Alajuela, bordering San Jose’s western limits, is a diverse and dynamic province. The Juan Santamaria International Airport, named after Costa Rica’s national hero, is actually located in Alajuela, not San Jose. Just a few miles from the airport, the provincial capital of Alajuela city offers plenty of modern amenities, while still retaining its small town charm. The entire province seems to move at a gentler pace, relishing in its morning mist, mountain views, roaring rivers, and huge assortment of birdlife. Venture out into Alajuela’s wilds, and you’ll be greeted by a bubbling Poas Volcano, the rolling Central Cordillera mountains, and the country’s most popular tourist attraction, the continuously active Arenal Volcano.
Guanacaste, which gives its name to the area’s iconic tree, is Costa Rica's most northwestern province and the country's most visited area. Beautiful beaches, peaked volcanoes, and several national parks decorate the region, promising unforgettable adventures and dazzling sunsets. Million-year-old Rincon de la Vieja and Miravalles Volcanoes stand proud to Guanacaste’s eastern edge, white-sand beaches line the coast, and ecological riches abound in Palo Verde National Park, one of the province’s secret treasures.
Just south of Guanacaste, Puntarenas stretches in a long, thin line down the Pacific coast. Full of spectacular attractions, Puntarenas begins with the Osa Peninsula, one of the most bio-diverse regions in the world, at its southern end. The lush peninsula welcomes all to investigate its tropical forests in Corcovado National Park, enjoy world-class sport fishing in Drake Bay, dive with sharks on the virtually deserted Cocos Island, and swim off its beautiful beaches. Heading north, Manuel Antonio is one of the country’s most visited national parks, with a beachfront rainforest location that lends itself to quiet morning walks and refreshing afternoon swims. In north-central Puntarenas, surf paradise can be found at Playas Jaco and Hermosa, site of the 2009 World Surfing Games.
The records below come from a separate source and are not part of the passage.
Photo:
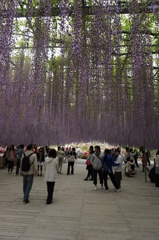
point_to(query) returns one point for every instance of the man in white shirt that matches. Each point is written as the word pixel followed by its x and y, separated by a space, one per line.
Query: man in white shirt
pixel 96 161
pixel 118 169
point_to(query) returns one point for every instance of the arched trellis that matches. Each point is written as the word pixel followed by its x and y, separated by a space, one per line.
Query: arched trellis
pixel 98 89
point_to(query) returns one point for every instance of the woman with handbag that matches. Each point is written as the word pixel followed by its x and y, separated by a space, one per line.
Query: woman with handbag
pixel 50 167
pixel 89 165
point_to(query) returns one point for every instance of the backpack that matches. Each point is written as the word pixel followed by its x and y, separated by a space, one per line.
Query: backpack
pixel 26 163
pixel 106 168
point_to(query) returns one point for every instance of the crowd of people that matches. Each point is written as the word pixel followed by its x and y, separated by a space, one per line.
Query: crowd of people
pixel 106 164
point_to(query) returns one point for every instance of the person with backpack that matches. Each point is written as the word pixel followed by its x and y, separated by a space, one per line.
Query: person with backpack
pixel 118 168
pixel 89 165
pixel 19 154
pixel 71 160
pixel 96 161
pixel 28 168
pixel 50 177
pixel 107 164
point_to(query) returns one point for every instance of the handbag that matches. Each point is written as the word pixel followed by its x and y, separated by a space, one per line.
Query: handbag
pixel 88 163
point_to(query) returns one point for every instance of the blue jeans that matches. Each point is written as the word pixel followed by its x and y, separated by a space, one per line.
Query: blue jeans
pixel 27 184
pixel 18 166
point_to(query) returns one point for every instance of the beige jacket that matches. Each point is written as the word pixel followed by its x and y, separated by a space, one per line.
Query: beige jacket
pixel 33 161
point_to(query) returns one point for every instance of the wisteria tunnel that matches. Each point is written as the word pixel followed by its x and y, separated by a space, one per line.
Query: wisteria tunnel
pixel 79 70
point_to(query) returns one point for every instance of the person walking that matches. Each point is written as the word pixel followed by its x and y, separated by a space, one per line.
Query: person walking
pixel 89 165
pixel 28 176
pixel 107 164
pixel 50 177
pixel 71 160
pixel 19 154
pixel 96 161
pixel 60 156
pixel 40 159
pixel 118 169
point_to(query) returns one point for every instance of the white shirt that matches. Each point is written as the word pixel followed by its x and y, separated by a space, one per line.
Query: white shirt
pixel 119 167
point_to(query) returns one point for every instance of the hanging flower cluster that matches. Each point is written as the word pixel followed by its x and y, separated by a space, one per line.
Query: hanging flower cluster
pixel 97 88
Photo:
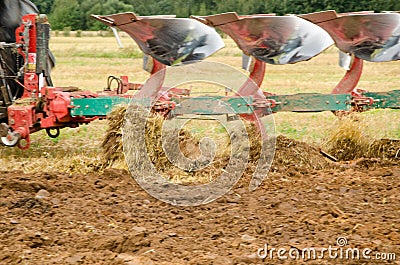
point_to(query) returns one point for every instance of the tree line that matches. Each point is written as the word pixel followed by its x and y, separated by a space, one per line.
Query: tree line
pixel 75 14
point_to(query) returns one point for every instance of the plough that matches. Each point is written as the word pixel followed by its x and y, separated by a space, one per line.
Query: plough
pixel 169 41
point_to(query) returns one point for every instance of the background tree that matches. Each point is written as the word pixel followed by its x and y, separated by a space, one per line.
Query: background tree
pixel 76 14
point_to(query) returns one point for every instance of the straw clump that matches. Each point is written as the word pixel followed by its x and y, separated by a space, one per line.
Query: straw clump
pixel 350 140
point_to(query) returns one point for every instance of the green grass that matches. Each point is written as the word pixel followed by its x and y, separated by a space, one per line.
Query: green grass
pixel 86 62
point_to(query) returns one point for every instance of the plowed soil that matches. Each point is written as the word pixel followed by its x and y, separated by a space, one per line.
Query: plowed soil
pixel 106 218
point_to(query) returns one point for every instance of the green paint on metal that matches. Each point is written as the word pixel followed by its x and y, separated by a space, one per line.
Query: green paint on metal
pixel 311 102
pixel 384 100
pixel 91 107
pixel 214 105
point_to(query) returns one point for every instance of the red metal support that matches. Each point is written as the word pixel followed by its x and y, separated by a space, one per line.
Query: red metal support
pixel 351 78
pixel 252 86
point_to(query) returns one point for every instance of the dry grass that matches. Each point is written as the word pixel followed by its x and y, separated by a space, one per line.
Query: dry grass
pixel 350 139
pixel 86 62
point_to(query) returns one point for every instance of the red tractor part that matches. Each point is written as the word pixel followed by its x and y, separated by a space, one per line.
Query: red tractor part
pixel 269 39
pixel 366 35
pixel 168 40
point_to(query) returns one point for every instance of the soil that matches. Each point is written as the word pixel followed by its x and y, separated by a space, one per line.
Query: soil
pixel 106 218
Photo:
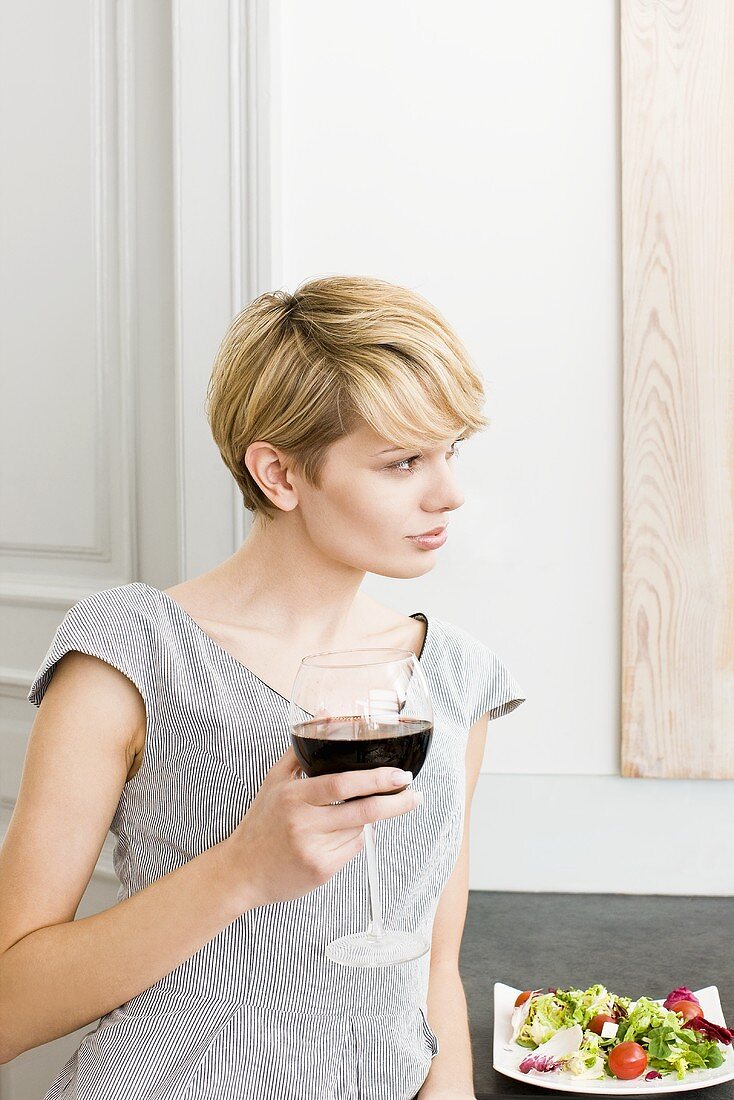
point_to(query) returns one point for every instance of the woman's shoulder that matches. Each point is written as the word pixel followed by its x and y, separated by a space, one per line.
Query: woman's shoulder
pixel 475 670
pixel 118 625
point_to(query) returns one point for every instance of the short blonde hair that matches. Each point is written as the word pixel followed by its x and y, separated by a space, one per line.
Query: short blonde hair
pixel 303 370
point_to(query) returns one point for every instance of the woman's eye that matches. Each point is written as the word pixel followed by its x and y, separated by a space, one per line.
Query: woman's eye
pixel 407 464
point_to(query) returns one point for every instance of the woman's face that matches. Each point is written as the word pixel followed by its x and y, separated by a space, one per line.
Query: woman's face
pixel 371 503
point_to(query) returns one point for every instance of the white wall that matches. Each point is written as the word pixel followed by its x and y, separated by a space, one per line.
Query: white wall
pixel 471 152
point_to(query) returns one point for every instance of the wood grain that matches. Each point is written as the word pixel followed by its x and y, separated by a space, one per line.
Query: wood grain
pixel 677 113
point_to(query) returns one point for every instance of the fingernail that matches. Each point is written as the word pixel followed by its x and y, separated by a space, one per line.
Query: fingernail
pixel 402 777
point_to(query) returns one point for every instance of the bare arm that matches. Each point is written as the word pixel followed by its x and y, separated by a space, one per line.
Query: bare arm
pixel 79 752
pixel 120 952
pixel 292 839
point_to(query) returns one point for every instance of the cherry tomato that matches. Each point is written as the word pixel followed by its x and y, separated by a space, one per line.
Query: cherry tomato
pixel 627 1060
pixel 689 1010
pixel 598 1022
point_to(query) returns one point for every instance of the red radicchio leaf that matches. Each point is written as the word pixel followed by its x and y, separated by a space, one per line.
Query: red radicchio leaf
pixel 711 1031
pixel 682 993
pixel 541 1062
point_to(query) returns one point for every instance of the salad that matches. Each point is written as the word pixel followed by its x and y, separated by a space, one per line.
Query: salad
pixel 593 1033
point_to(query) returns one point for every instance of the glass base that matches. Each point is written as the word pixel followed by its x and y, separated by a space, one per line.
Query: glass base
pixel 363 949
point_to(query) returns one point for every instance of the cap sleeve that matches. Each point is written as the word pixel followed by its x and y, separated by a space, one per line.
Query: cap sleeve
pixel 490 685
pixel 108 625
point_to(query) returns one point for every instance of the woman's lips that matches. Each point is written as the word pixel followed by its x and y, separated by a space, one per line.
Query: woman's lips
pixel 429 541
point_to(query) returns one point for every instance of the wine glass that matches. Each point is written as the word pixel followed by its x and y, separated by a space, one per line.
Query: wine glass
pixel 353 710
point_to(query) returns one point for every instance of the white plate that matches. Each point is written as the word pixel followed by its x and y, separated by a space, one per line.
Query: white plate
pixel 507 1060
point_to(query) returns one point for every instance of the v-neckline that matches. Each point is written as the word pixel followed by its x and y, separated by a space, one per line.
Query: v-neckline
pixel 220 649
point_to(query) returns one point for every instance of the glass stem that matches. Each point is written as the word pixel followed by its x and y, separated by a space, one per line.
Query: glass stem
pixel 375 928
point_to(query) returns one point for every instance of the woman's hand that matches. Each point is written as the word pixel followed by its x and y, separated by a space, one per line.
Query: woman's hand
pixel 292 839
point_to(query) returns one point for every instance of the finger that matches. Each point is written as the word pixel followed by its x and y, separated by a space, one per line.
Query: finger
pixel 338 787
pixel 370 809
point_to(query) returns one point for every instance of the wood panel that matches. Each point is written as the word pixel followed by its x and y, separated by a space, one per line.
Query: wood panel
pixel 677 100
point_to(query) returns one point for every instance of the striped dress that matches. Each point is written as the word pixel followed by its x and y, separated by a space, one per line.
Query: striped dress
pixel 260 1011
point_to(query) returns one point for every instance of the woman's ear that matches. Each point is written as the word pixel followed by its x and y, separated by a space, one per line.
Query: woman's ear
pixel 269 466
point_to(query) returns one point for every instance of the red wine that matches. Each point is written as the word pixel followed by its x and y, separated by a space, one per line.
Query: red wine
pixel 343 744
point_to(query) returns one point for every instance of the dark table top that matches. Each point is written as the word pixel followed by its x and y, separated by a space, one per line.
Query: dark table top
pixel 634 944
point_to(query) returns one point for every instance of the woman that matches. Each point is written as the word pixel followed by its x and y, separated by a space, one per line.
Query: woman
pixel 338 410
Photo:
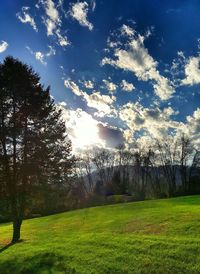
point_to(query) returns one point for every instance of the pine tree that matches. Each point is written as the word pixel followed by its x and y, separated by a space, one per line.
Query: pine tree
pixel 34 148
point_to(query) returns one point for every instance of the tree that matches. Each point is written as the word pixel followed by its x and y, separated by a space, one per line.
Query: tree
pixel 34 148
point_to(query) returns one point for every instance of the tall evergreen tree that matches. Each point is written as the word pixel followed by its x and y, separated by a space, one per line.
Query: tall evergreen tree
pixel 34 148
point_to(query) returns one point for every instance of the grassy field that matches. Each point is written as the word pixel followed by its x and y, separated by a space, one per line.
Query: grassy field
pixel 160 236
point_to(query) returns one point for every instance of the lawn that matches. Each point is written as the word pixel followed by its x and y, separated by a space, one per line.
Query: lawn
pixel 159 236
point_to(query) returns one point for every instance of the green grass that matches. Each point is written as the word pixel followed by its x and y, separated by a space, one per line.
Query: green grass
pixel 160 236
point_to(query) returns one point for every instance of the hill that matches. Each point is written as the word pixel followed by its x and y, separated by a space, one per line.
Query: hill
pixel 159 236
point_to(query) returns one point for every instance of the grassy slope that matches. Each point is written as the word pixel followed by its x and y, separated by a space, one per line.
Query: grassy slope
pixel 160 236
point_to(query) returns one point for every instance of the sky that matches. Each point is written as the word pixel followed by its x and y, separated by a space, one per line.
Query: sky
pixel 122 71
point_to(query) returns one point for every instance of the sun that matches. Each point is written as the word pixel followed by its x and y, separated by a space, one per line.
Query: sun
pixel 86 132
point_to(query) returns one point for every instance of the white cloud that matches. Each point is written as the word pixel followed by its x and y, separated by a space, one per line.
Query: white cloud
pixel 40 56
pixel 154 121
pixel 82 128
pixel 96 100
pixel 62 39
pixel 53 21
pixel 133 56
pixel 89 84
pixel 53 16
pixel 79 11
pixel 25 18
pixel 127 86
pixel 192 71
pixel 3 46
pixel 110 86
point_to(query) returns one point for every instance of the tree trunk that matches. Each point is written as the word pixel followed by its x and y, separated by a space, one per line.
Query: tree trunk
pixel 16 230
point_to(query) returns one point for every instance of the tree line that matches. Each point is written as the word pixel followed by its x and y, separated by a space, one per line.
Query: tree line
pixel 40 175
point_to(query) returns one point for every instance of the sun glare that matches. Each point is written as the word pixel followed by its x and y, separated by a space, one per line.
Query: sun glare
pixel 86 132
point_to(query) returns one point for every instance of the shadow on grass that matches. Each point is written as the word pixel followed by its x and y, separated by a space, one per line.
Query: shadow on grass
pixel 9 245
pixel 34 263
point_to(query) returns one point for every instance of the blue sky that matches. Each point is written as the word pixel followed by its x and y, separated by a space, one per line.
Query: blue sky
pixel 123 71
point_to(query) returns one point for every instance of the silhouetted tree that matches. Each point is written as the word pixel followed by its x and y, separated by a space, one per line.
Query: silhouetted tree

Finally, at its most northern end, Puntarenas boasts the popular Nicoya Peninsula, home to independent surf spots and secluded beaches, several of which host thousands of nesting sea turtles.
Traveling east, the Caribbean's Limon province is unique, with a strong Jamaican influence, Caribbean culture, and English as its unofficial language. Limon city is the epicenter for the province’s culture and local living, but tourism generally trickles north and south along the shore, taking advantage of the area’s sleepy beach towns. Ancient rainforests line the province's coastline, turtles spawn at Tortuguero National Park, and the Gandoca-Manzanillo Wildlife Refuge and its surrounds offer amazing scenery and wildlife watching opportunities for all to enjoy.